Project Abstract: Educating an Exceptional Empire: The Federal Government and the Challenge of Colonial Schooling, 1865-1910
Sarah Manekin

About the research

Award

NAEd/Spencer Postdoctoral Fellowship

Award Year

2011

Institution

Johns Hopkins University

Primary Discipline

History
Surveying the fifty years after the conclusion of the Civil War, Educating an Exceptional Empire explores the changing reasons why the United States government assumed the responsibility to educate all children under its expanding federal domain, the mechanisms it used to meet it, and the effects of its work. It examines the people at the core of federal policy creation and follows them to Alaska, Cuba, Puerto Rico and the Philippines to explore the schools and school systems they worked to build. Focusing on a period in which the federal government was weak and its role in public education even weaker, my book demonstrates that the provision of schooling for children in the new possessions challenged the government’s administrative capacity, exposed the tensions inherent in transposing systems of “free” schools onto colonized peoples, and ascribed racial and political meaning onto these “new Americans.” By exploring the federal government’s efforts to spread education, my book reveals how decisions about schooling structured the state itself.
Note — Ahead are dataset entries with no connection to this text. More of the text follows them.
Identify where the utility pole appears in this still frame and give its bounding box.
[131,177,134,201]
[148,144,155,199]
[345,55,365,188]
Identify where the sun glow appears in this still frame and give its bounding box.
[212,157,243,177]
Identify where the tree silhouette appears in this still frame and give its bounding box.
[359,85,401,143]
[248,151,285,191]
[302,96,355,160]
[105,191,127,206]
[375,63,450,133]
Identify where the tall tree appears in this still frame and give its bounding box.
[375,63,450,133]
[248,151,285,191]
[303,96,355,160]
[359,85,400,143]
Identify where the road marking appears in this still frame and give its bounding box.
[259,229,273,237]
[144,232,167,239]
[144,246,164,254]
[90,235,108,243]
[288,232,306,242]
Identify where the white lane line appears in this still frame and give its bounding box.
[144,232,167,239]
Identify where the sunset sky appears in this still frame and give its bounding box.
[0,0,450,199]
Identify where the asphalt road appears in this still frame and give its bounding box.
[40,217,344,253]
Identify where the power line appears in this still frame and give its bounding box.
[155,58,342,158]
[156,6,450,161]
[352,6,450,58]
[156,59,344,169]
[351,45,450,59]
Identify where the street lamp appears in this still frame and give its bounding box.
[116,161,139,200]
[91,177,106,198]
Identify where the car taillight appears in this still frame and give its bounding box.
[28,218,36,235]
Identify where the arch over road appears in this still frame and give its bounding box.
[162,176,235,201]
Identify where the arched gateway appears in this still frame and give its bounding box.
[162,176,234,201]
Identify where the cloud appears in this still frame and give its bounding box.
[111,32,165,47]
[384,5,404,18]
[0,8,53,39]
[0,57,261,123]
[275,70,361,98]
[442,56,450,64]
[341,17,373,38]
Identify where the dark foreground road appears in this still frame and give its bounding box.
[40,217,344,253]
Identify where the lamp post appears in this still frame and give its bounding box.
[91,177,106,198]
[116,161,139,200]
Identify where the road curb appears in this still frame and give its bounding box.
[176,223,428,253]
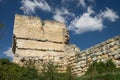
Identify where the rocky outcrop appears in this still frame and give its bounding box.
[12,15,120,76]
[13,15,69,71]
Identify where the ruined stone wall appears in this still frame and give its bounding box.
[13,15,69,70]
[12,15,120,76]
[67,36,120,76]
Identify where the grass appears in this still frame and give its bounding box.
[0,59,120,80]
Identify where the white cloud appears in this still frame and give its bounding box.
[68,7,119,34]
[68,7,104,34]
[20,0,51,15]
[101,8,119,22]
[53,14,65,23]
[53,8,75,23]
[79,0,86,7]
[3,48,14,58]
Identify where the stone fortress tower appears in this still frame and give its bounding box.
[12,15,120,76]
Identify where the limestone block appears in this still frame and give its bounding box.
[13,15,44,40]
[16,49,63,57]
[43,21,67,42]
[17,39,64,51]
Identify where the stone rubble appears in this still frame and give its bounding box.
[12,15,120,76]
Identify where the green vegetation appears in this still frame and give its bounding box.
[0,59,39,80]
[78,60,120,80]
[0,59,120,80]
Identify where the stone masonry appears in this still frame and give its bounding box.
[13,15,69,70]
[12,15,120,76]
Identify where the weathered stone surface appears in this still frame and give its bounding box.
[16,49,63,57]
[16,39,65,51]
[13,15,44,40]
[13,15,120,76]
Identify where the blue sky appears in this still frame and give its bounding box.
[0,0,120,58]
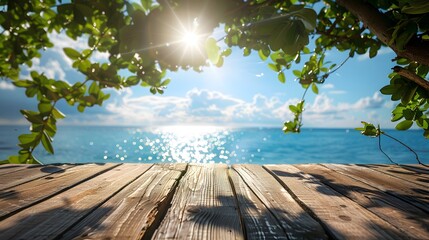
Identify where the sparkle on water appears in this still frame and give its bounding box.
[103,126,244,164]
In doing so, it illuminates the vital role of education in the historical development of the United States as a global power and unearths in that history the deep roots of tensions that animate contemporary education debates.
About Sarah Manekin
Sarah Manekin is a historian of American Education whose work focuses on the role of schools and school systems in the construction of American Empire in the late 19th and early 20th centuries. A native of Baltimore and a former high school history teacher, she graduated from the University of North Carolina at Chapel Hill and earned her doctorate in History from the University of Pennsylvania in 2009. Currently a Lecturer at Johns Hopkins University, Dr. Manekin has received the History of Education Society’s Henry Barnard Prize for the Best Article by a Graduate Student and the Claude Eggleston Prize for the Best Dissertation.